Crédit bancaire et PME

Au sujet de l’engagement des banques d’accroître les crédits aux petites et moyennes entreprises, André Chassaigne interpelle Madame la Ministre de l’Economie, de l’Industrie et de l’Emploi.

En 2008 et 2009, les interventions publiques ont permis de « sauver » le secteur bancaire de la crise qu’il avait lui-même provoquée. Les banques françaises se sont alors engagées à faire progresser de 3 à 4 % le montant des crédits accordés en 2009 aux PME/TPE. Or, selon des représentants de cette catégorie d’entreprises, cet engagement n’a pas été tenu.

Pour 2010, on peut rester dubitatif devant le nouvel engagement des banques de consacrer 38 milliards d’euros pour financer les investissements des PME/TPE, notamment à la vue des difficultés majeures que celles-ci connaissent toujours pour obtenir ces crédits.

Par ailleurs, la fédération des banques françaises avait promis la création d’un produit bancaire spécifique permettant de financer les besoins de trésorerie : on peut considérer que cette promesse n’a toujours pas été tenue, car presque la moitié des PME rencontrent aujourd’hui des difficultés pour obtenir des crédits, et doivent restreindre leurs investissements.

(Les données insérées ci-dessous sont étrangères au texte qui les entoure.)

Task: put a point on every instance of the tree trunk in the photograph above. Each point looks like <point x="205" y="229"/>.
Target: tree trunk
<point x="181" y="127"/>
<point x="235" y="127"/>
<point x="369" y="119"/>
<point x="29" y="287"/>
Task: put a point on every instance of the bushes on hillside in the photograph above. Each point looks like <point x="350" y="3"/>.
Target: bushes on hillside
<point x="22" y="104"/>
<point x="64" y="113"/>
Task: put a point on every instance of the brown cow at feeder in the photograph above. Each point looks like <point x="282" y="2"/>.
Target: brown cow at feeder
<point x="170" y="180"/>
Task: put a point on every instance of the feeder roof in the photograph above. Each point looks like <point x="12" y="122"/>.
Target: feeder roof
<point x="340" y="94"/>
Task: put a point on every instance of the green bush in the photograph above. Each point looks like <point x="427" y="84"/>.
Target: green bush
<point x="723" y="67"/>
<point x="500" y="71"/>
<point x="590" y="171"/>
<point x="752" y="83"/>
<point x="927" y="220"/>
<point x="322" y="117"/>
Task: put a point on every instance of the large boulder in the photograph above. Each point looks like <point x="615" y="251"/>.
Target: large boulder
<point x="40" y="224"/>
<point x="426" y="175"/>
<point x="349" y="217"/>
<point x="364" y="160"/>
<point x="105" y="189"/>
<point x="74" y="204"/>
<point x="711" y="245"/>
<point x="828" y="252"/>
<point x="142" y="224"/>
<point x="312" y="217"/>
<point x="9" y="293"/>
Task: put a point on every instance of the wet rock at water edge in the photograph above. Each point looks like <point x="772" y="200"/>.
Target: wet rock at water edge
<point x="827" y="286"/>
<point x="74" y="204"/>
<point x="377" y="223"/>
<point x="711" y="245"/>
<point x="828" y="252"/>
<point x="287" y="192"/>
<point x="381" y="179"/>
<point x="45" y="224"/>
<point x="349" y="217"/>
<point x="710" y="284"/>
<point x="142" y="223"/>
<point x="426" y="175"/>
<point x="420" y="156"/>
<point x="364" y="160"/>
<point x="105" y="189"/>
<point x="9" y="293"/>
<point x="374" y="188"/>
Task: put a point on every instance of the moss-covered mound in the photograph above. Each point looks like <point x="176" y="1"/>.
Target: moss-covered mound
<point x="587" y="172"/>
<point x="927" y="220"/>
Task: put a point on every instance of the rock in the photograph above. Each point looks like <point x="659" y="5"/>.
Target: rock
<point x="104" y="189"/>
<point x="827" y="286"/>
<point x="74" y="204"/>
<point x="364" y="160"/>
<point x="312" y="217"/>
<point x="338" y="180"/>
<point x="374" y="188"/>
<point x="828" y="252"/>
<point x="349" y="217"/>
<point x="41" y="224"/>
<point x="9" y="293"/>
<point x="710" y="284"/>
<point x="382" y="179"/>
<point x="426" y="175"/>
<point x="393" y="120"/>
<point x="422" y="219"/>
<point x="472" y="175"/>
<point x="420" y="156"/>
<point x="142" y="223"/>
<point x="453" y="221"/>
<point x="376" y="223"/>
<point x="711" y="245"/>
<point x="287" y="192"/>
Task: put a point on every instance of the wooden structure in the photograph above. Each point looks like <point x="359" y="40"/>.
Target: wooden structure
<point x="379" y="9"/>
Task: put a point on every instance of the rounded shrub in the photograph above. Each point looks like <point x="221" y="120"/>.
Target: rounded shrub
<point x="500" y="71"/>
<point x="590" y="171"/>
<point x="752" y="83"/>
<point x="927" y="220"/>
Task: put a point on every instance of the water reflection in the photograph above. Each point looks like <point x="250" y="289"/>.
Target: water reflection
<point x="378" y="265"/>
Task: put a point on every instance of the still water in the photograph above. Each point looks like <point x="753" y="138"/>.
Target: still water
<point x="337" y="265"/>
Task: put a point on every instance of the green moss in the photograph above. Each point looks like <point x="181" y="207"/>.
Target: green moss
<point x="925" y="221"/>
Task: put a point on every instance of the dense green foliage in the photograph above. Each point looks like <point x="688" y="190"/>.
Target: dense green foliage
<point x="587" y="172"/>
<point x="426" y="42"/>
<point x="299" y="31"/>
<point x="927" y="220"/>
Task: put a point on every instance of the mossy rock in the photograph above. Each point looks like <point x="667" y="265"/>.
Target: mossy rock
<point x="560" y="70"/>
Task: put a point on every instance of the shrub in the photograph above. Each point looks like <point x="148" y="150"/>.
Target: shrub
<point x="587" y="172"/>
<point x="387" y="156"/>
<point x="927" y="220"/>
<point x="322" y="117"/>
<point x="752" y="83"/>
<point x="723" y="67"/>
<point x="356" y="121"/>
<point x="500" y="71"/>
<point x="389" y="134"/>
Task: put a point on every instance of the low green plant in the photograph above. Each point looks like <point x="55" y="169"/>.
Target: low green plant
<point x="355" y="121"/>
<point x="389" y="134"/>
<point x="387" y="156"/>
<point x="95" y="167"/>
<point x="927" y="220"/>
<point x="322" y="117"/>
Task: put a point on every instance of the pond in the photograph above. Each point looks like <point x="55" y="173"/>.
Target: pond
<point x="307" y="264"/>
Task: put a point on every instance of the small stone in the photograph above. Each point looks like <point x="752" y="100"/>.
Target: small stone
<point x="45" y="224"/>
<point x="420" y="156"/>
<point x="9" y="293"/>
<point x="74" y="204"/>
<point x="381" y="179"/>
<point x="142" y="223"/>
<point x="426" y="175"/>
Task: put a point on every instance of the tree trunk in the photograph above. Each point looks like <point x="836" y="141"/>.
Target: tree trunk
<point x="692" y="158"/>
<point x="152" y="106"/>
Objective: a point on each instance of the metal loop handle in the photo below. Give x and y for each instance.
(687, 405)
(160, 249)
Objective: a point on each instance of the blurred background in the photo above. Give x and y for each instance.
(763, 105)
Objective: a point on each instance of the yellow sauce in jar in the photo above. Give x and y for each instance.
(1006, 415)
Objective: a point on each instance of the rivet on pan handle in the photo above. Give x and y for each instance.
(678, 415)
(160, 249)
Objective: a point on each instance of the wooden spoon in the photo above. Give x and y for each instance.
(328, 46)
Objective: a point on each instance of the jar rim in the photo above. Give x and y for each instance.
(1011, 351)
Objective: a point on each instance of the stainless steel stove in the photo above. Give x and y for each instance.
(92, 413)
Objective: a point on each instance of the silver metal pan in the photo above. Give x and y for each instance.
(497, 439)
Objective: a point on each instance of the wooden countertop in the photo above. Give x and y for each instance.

En outre, si les banques utilisent à partir de 2010 les mauvais résultats des PME en 2009, sans tenir compte du caractère « hors norme » de cette année, elles pourraient décider de restreindre encore davantage l’accès au crédit des PME, et ainsi menacer leur pérennité ou leur développement.

Parallèlement, des banques ont continué à réaliser des profits en 2009, parfois très importants et en forte hausse, tout en continuant à verser des sommes exorbitantes à leurs « traders ». De plus, on estime que la part des profits des banques est passée en quelques années de 15 à 40 % du total des profits des grandes entreprises. Cette évolution a été réalisée par un accroissement global des investissements financiers et spéculatifs, au détriment de la recherche, de l’industrie et de l’emploi durable.

Dans ce contexte, et au regard des engagements non tenus, il importerait que le comportement actuel des banques françaises vis-à-vis des PME/TPE soit sanctionné, ou du moins radicalement encadré par la loi, au regard des conséquences sociales et économiques dramatiques qu’il engendre.

En conséquence, André Chassaigne demande à Madame la Ministre quelles mesures elle compte prendre rapidement pour obtenir des banques un changement radical de comportement à l’égard des PME, notamment en matière de financement des besoins de trésorerie ou d’investissement.